Can CUDA 12.1.1 really be used for compilation?
leizhao1234 opened this issue · comments
I use cuda 12.1.1 to build TE form source, stable、main and v1.3 branch, all of them can install successfully, but flash-attention installed by TE doesn’t work at all.
import flash_attn_2_cuda as flash_attn_cuda ImportError: /share/home/zl/miniconda/envs/mega/lib/python3.10/site-packages/flash_attn_2_cuda.cpython-310-x86_64-linux-gnu.so: undefined symbol: _ZN2at4_ops5zeros4callEN3c108ArrayRefINS2_6SymIntEEENS2_8optionalINS2_10ScalarTypeEEENS6_INS2_6LayoutEEENS6_INS2_6DeviceEEENS6_IbEE
The undefined symbol actually comes from pyTorch, the CUDA version seems unrelated.

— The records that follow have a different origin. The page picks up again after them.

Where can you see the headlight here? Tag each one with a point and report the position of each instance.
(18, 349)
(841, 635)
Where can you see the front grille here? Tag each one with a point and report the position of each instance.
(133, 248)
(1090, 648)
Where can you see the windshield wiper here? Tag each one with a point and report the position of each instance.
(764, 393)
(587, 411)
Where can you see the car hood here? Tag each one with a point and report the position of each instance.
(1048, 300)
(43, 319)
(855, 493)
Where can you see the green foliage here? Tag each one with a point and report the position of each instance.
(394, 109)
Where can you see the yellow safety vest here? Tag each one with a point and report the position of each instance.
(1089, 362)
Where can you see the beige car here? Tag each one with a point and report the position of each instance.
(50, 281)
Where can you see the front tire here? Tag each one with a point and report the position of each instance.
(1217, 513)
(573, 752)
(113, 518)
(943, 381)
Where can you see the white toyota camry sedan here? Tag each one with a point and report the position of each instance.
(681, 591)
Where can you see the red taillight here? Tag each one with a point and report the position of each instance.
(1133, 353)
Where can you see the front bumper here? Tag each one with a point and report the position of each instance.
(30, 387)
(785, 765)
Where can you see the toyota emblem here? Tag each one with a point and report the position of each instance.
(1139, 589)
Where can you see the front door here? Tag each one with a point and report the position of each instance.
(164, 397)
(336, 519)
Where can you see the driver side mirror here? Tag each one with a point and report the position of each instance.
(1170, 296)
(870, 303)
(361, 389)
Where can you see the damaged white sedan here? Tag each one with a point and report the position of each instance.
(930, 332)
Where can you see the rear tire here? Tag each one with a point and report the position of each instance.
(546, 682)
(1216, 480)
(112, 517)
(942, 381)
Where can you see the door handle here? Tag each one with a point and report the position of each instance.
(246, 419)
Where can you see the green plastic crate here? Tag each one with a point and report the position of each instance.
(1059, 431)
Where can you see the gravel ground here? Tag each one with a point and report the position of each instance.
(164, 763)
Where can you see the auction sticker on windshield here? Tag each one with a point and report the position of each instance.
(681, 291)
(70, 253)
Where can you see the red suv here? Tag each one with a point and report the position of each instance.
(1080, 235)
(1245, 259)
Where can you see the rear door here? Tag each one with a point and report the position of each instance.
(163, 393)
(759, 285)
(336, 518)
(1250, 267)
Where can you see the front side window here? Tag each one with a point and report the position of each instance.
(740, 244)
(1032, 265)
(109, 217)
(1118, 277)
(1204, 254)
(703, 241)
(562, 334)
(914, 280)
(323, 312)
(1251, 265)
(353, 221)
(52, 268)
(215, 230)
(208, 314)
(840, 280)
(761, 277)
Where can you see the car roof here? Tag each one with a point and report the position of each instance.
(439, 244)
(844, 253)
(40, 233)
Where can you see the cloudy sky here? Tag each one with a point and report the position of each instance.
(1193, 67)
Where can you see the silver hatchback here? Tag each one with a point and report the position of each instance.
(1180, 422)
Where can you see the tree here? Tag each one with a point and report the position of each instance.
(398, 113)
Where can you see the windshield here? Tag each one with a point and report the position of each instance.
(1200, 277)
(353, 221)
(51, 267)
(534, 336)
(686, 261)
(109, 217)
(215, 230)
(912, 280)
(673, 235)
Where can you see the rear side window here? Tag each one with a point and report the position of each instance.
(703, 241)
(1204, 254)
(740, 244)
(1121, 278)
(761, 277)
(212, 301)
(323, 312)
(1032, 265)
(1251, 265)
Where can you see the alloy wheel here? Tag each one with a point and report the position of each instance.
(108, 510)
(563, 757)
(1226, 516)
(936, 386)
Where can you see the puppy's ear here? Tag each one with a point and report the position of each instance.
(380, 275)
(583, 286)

@ptrblck Do you have some recommendations on debugging this symbol issue?
It should have nothing to do with PyTorch. If I compile FlashAttention directly from the source code, there’s no issue, but when I install FlashAttention through TE, I encounter undefined symbols.
This is related to the version of flash-attn
. TE currently forces flash-attn<=2.4.2
and there seems to be some issue with v2.4.2
. Installing from source or installing v2.5.5
can help.
See #689